The possibility of new supply entering as RADR increases may convince revenue managers to restrict rate increases preventatively, resulting in higher occupancy and lower rates than otherwise. The peak demand RADR is trimmed off by sharing economy flexible supply, having the effect of lowering average RADR and thus expanding the gap. Exhibit 5 illustrates the size of the occupancy gap along with the supply of Airbnb listings, the largest single source of sharing economy listings, as a percentage of the markets' total hotel supply.
When analyzed by itself, Airbnb listings have about the same explanatory power as conventional supply shifts-between one-quarter and one-third of the variation in the occupancy gap across markets is explained by Airbnb listings. When using both supply change and Airbnb listings, over one half (R2=53%) of the variation is explained and both explanatory variables are very precisely estimated (t>5), indicating that the two variables are each contributing unique explanatory information. It is important to keep in mind that the explanatory power described here is indicative of correlation, rather than causation, but variables estimated with this high a degree of precision and correlation that have sound theoretical reasons for affecting the gap in the manner estimated are excellent candidates for important causes of the occupancy gap.
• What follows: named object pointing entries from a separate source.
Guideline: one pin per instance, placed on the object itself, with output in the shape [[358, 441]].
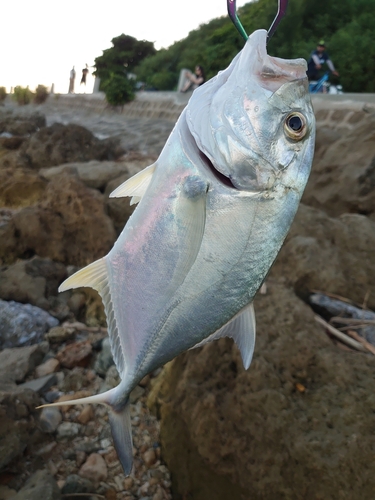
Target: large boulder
[[60, 144], [69, 225], [303, 412], [34, 281]]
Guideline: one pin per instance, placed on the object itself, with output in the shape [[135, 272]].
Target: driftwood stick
[[353, 321], [341, 336], [363, 341]]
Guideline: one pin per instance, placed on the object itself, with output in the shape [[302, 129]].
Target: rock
[[16, 363], [86, 415], [20, 187], [18, 426], [6, 493], [40, 385], [18, 124], [78, 229], [76, 354], [94, 174], [104, 359], [149, 457], [68, 430], [33, 281], [50, 366], [77, 484], [304, 405], [60, 144], [59, 334], [50, 419], [23, 324], [94, 469], [40, 485]]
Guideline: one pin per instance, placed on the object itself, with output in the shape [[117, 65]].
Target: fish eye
[[295, 126]]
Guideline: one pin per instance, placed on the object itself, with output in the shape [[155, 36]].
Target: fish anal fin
[[122, 436], [136, 186], [241, 329], [93, 275]]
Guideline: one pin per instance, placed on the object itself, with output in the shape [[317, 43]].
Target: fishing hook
[[231, 4]]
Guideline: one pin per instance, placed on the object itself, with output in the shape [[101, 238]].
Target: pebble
[[76, 354], [50, 366], [149, 457], [68, 430], [86, 415], [94, 468], [50, 418], [40, 385]]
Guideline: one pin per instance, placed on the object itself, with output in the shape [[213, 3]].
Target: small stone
[[149, 457], [76, 354], [110, 494], [39, 485], [158, 495], [50, 419], [6, 492], [94, 468], [86, 415], [59, 334], [40, 385], [128, 483], [50, 366], [80, 458], [77, 484], [68, 430]]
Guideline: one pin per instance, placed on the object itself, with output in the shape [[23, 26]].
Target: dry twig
[[341, 336]]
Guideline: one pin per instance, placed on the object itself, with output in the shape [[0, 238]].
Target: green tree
[[123, 57]]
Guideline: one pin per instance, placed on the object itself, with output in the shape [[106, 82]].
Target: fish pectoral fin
[[241, 329], [94, 275], [136, 186], [122, 436]]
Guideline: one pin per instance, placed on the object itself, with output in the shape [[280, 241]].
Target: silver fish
[[213, 213]]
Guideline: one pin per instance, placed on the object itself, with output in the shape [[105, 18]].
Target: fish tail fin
[[94, 275], [119, 419], [120, 422], [104, 398]]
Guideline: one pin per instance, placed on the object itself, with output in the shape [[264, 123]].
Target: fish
[[212, 214]]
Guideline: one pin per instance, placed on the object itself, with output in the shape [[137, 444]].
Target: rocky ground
[[57, 168], [299, 424]]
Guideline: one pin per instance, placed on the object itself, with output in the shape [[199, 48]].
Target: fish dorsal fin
[[136, 186], [95, 275], [241, 329]]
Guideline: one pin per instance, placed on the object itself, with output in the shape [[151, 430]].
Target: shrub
[[22, 95], [3, 94], [41, 94], [118, 89]]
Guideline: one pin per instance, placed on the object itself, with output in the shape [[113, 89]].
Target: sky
[[42, 40]]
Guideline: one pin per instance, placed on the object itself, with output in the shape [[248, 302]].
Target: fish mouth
[[221, 178]]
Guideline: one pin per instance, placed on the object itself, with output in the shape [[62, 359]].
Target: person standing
[[72, 80], [195, 80], [317, 58], [85, 72]]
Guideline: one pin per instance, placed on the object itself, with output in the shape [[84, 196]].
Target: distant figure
[[71, 80], [317, 59], [193, 81], [85, 72]]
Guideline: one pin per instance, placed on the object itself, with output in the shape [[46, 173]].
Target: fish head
[[254, 121]]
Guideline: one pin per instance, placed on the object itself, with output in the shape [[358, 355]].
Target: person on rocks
[[72, 80], [85, 72], [317, 58], [194, 80]]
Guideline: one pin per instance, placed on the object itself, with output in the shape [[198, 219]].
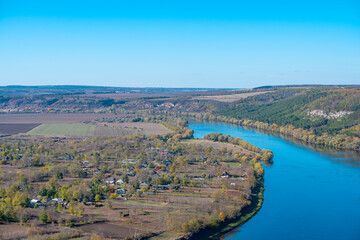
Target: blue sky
[[235, 44]]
The occupancy gap remains an ongoing, distinguishing feature of the current hotel cycle. The causes of the gap, rather than being monolithic, likely stem from many causes working together to push the lodging market in previously uncharted territory. In this paper, I have described some promising factors. While significant research into alternative explanations such as the rise of online travel agencies and new revenue management technologies remains, conventional and unconventional supply changes may go a long way to solving the occupancy gap puzzle.